Par Le Podcast Journal Rédigé le 28/04/2023 (dernière modification le 27/04/2023)

Le Credit Suisse, racheté en urgence mi-mars par UBS, ne compte que 23 % de femmes dans son conseil d’administration.


Les chiffres le prouvent, la présence de femmes dans les conseils d'administration est meilleure pour les affaires ! (c) DR
Les chiffres le prouvent, la présence de femmes dans les conseils d'administration est meilleure pour les affaires ! (c) DR
Début mars, suite à l’effondrement de la "Silicon Valley Bank", les marchés financiers exprimèrent de sérieux doutes sur la solvabilité de certaines banques européennes.
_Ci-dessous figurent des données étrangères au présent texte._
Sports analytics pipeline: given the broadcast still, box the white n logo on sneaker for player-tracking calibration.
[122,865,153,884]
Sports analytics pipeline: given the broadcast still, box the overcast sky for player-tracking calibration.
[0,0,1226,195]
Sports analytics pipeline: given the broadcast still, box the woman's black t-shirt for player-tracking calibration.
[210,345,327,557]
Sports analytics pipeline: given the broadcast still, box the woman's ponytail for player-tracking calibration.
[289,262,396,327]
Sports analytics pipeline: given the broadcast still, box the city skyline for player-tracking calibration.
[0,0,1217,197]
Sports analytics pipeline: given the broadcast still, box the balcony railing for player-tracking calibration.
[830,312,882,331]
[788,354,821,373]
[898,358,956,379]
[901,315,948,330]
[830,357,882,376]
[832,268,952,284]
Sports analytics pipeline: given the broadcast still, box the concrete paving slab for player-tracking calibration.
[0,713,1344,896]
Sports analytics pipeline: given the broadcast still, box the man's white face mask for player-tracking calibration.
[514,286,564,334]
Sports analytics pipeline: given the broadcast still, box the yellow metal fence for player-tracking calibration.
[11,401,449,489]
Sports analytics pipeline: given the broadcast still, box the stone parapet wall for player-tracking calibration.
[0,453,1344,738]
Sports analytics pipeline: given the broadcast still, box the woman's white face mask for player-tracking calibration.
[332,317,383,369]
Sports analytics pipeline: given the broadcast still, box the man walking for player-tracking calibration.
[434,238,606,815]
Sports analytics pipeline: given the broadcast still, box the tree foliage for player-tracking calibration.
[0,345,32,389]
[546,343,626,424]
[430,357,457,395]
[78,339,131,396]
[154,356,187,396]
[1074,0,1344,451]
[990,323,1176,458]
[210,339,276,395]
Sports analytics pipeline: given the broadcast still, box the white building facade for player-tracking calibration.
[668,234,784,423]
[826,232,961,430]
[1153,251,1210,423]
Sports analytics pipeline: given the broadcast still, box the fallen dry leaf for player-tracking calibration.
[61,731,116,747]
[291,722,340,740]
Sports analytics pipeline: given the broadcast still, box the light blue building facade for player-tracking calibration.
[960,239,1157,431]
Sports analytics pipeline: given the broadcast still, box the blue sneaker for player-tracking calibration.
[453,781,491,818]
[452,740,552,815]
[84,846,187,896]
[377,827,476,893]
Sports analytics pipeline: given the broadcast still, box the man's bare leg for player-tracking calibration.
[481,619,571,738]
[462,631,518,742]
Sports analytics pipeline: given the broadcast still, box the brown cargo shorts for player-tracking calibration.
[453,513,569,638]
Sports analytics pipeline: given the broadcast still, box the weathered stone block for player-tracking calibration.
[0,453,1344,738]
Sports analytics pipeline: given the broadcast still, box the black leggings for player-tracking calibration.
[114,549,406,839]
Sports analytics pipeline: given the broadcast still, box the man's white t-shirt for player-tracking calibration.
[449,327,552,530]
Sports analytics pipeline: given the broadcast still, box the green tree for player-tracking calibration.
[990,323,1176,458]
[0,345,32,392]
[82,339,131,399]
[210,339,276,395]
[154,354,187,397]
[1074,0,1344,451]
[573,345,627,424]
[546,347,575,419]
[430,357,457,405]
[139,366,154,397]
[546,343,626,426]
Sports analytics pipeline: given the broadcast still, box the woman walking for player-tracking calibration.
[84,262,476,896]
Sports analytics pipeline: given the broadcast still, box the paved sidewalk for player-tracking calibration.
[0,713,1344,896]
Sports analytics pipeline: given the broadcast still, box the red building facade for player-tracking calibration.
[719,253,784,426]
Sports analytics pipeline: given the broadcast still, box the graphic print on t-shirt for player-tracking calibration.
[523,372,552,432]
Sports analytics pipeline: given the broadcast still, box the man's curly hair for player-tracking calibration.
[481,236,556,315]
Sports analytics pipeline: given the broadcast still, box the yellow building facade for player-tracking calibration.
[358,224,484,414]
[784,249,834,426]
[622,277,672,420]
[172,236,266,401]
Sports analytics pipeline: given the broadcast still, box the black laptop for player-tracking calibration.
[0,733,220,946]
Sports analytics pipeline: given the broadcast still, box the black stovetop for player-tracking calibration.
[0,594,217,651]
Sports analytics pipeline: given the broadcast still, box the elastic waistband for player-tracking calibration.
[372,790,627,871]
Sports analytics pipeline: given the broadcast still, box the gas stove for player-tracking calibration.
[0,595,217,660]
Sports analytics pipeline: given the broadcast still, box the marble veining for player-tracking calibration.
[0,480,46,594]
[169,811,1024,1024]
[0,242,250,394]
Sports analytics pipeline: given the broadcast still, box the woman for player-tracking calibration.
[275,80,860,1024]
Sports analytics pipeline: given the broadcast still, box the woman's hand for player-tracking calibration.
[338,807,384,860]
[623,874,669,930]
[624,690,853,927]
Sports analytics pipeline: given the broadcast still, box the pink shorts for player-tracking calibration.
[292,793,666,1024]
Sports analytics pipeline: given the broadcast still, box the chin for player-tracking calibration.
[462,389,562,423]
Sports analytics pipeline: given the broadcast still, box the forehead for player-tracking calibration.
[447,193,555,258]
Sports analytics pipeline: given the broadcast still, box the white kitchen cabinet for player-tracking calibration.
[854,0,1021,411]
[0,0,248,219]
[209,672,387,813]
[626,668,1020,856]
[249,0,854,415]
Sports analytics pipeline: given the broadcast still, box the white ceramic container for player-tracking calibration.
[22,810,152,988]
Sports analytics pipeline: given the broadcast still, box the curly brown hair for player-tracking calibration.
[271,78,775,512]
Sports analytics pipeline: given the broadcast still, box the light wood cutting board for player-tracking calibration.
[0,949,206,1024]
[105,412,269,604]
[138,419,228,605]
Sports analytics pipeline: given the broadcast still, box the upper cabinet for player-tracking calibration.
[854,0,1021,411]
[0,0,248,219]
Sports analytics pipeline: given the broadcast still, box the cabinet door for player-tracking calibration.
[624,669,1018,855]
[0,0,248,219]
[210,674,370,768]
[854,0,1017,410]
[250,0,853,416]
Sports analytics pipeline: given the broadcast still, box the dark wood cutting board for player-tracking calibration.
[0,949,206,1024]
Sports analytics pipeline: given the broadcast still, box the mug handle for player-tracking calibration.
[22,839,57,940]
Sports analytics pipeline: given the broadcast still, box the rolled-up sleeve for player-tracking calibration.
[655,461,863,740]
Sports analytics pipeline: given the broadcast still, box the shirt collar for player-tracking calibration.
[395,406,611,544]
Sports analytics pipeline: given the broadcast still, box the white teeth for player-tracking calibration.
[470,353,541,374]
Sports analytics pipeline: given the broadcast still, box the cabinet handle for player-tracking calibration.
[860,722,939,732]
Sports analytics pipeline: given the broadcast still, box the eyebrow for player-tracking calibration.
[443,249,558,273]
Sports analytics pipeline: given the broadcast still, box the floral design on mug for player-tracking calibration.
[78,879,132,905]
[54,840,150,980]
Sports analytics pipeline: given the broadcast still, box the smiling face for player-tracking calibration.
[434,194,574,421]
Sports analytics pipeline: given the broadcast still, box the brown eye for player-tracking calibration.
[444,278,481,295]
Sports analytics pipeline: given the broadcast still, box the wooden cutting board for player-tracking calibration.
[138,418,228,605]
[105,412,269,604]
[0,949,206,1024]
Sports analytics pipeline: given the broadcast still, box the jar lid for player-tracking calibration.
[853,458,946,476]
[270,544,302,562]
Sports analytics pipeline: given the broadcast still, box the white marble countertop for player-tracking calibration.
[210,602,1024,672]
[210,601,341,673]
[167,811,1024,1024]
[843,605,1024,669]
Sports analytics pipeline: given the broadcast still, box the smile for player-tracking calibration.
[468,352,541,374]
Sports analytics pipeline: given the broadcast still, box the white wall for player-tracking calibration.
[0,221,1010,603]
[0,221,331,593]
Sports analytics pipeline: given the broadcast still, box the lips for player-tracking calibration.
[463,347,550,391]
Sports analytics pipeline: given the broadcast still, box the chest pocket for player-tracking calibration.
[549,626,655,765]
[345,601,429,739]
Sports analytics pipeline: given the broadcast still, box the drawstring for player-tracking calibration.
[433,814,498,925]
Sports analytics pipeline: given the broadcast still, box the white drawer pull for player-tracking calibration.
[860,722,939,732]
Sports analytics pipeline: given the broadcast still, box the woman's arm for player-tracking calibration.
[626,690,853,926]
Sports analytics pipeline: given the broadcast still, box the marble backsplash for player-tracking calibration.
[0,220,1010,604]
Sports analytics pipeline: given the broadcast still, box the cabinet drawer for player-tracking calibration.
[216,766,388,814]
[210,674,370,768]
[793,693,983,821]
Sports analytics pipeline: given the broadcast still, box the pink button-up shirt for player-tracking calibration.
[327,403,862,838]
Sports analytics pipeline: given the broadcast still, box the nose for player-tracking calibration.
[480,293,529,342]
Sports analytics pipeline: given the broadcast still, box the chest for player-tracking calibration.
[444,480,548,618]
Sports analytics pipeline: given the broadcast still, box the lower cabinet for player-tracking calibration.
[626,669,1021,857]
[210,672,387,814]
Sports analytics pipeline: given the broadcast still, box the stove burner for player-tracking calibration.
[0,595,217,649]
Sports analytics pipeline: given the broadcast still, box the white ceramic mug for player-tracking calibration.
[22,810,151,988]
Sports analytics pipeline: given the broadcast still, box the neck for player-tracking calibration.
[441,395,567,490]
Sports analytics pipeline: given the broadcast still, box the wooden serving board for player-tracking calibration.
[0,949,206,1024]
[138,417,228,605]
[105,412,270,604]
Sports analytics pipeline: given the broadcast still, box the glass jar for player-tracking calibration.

Le Credit Suisse fut la première affectée. Cette défiance était l’aboutissement de prises de risque par la banque qui conduisirent à des pertes importantes (plus de 3 milliards de dollars américains avec la défaillance de Greenshill puis de 5 milliards avec celle d’'Archegos Capital" mais aussi à une attrition des dépôts qui s’est très nettement accélérée en mars.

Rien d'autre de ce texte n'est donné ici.